Wapres menganalogikan prinsip ini layaknya makanan halal. Menurutnya, makanan yang bersertifikat halal seharusnya dipilih oleh seluruh masyarakat bukan hanya karena kehalalannya saja, tetapi karena makanan tersebut merupakan makanan yang berkualitas, enak rasanya, sehat, bergizi, dan thoyyib (baik).
Ia pun berharap, pengembangan ekonomi dan keuangan syariah dapat berjalan beriringan dengan perkembangan ekonomi dan keuangan konvensial.
“Sebagai negara yang menganut dual economic system, dual banking system, dual financial system, ekonomi syariah dan konvesional harus saling bersinergi dan tidak dibenturkan satu dengan yang lain,” imbuh Wapres.
Disamping itu, lanjutnya, program studi ekonomi syariah harus dapat menerjemahkan kaidah-kaidah fiqih syariah. Sehingga, ilmu tersebut dapat diimplementasikan dalam praktik keuangan syariah sehari-hari, seperti penggunaan kaidah pemisahan yang halal dari yang haram (tafriq baina al- halal ‘ani l-haram).
“Dalam kaidah tersebut, harta atau uang dalam perspektif fiqih bukanlah benda haram karena zatnya (‘ainiyah) tapi bisa menjadi haram karena cara memperolehnya yang tidak sesuai syariah (lighairih). Dengan kaidah tersebut dipisahkan mana yang diperoleh dengan cara halal dan mana yang non halal. Dana yang halal dapat diakui sebagai penghasilan sah, sedangkan dana non halal harus dipisahkan dan dialokasikan untuk kepentingan umum,” jelasnya.
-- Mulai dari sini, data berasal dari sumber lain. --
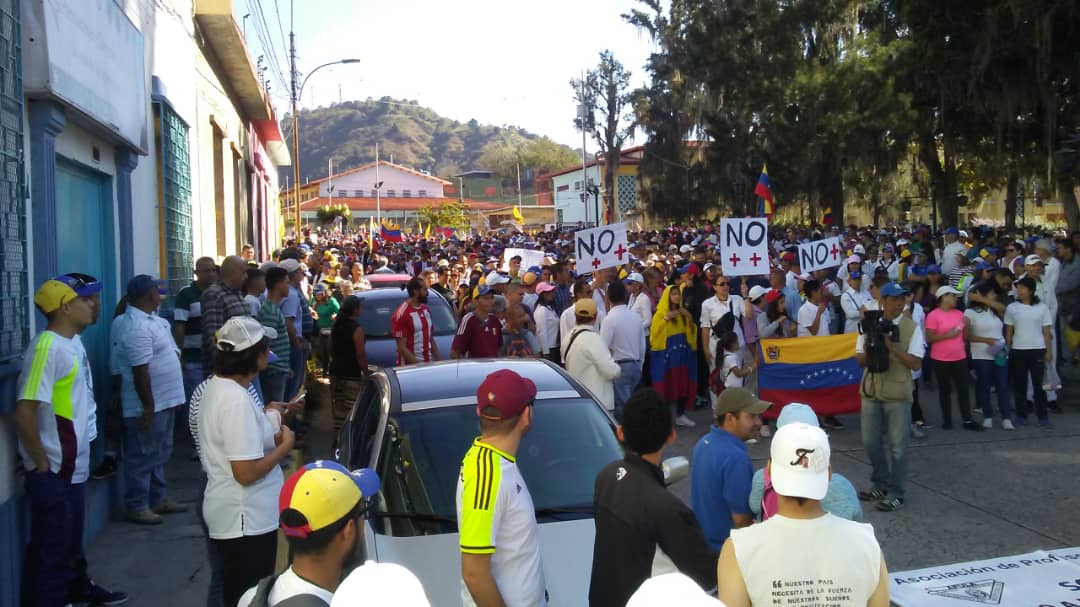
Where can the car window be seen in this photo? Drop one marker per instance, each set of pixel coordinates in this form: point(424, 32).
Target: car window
point(375, 315)
point(570, 441)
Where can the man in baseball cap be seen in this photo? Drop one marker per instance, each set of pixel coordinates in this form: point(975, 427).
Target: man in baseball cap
point(500, 539)
point(721, 471)
point(792, 545)
point(322, 509)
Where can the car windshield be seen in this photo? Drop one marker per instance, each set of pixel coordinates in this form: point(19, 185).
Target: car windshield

Wapres berpendapat bahwa pemahaman tersebut sangatlah penting, mengingat saat ini kegiatan ekonomi syariah belum dapat dilepaskan sepenuhnya dari sistem ekonomi konvensional. Kelembagaan ekonomi syariah masih berhubungan dengan kelembagaan konvensional yang ribawi baik dari aspek permodalan, pengembangan produk, maupun keuntungan yang diperolehnya.
Di akhir sambutannya, Wapres menyampaikan terima kasih dan apresiasi atas inisiatif KNEKS dan jaringan perguruan tinggi penyelenggara program studi ekonomi syariah yang telah menyelenggarakan acara tersebut.
“Dengan harapan kita semua senantiasa menggelorakan dan mempromosikan ekonomi dan keuangan syariah di Indonesia agar terus berkembang dan mencapai potensinya,” pungkasnya. (SA/AF/SK-KIP, Setwapres).